The reasons for using pnpm are:

  • Convenience: When all the code is housed under the same folder, there's less overhead in navigating and editing code across both the applications
  • Code sharing: Code that is common across both applications can be placed in a dedicated workspace and linked to each of the applications as a dependency, reducing the tedious and error-prone work of keeping everything in sync
  • Space savings: If you have 10 projects on your system and they all depend on react, npm will install dedicated copies of react in each of the node_modules folders of all 10 projects. pnpm, on the other hand, only maintains one copy of react (in a global cache). All 10 projects simply point to this global copy of react.
    Hard links are created in the node_modules folder for every dependency and they point to the respective packages in the pnpm's global cache.
    Just as how the internet has hyperlinks to web pages, hard links are like that but for the file-system. pnpm won't add another copy of react for your new ReactJS project, it simply links to the central copy of react. This mechanism significantly saves hard-drive space.

pnpm also provides a framework to patch dependencies, which has been used for the following packages:

  • @strapi/provider-upload-aws-s3
  • strapi-plugin-webtools

The patches are stored under /patches/.

A patch is essentially like a git diff, specifying how the code in a package (dependency) should be altered. When the code is executed using pnpm, it correctly applies the patch to the package, overriding its code.

Using pnpm is an absolute must for this project. Otherwise, the code simply won't run.

To install pnpm:

npm install -g pnpm

(We assume you have nodeJS installed on your system, else the npm command won't be available)

pnpm is a drop-in replacement (nearly) for npm. Therefore, all npm commands carryover to pnpm. Anywhere you'd use npm, simply replace npm with pnpm.

Here are some examples:

pnpm install react
pnpm install -D typescript
pnpm run dev

As you can see, they are nearly identical to their npm equivalents.

pnpm's monorepo features are however, unique to pnpm and differ from that of npm's.

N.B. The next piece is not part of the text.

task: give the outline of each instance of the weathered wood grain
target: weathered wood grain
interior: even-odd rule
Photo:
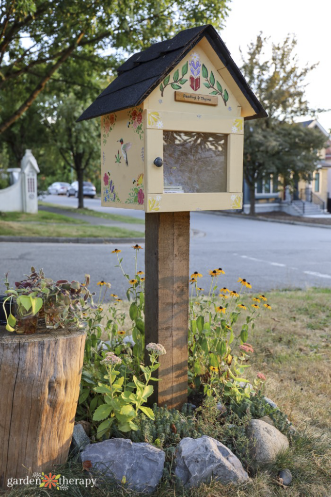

Installing and Running applications

You'll also come across the term "workspaces" in pnpm's parlance, which roughly translates to what we call "applications".

To install the dependencies across all the applications:

pnpm i
# OR
pnpm install

Every application has commands that are defined under scripts in their respective package.json files. So, for example, to run the dev command of the CMS application:

cd ./apps/cms
pnpm run dev

In the above command, we navigate to the cms application workspace, and then run the dev command with pnpm run dev (similar to how you'd do it if using npm).

However, with pnpm, you can do this instead:

pnpm -F cms run dev

The above command says, "Find the workspace with the name cms and run its dev command". And this command can be run anywhere within the codebase. One needn't be within the /apps/cms/ directory for the command to work.

But where does the cms identifier come from? In /apps/cms/package.json, you'll see:

{
"name": "cms",
// ...
}

This name attribute is what pnpm uses to refer to a workspace.

CMS

The workspace name is cms.

The relevant commands are:

  • dev: When running locally
  • build: Builds the code for production
  • start: Runs the production build

Frontend application

The workspace name is few (short for front-end website).

During development, the only command you need to run is dev.

Commands to run during production are covered in the Deployment Guide.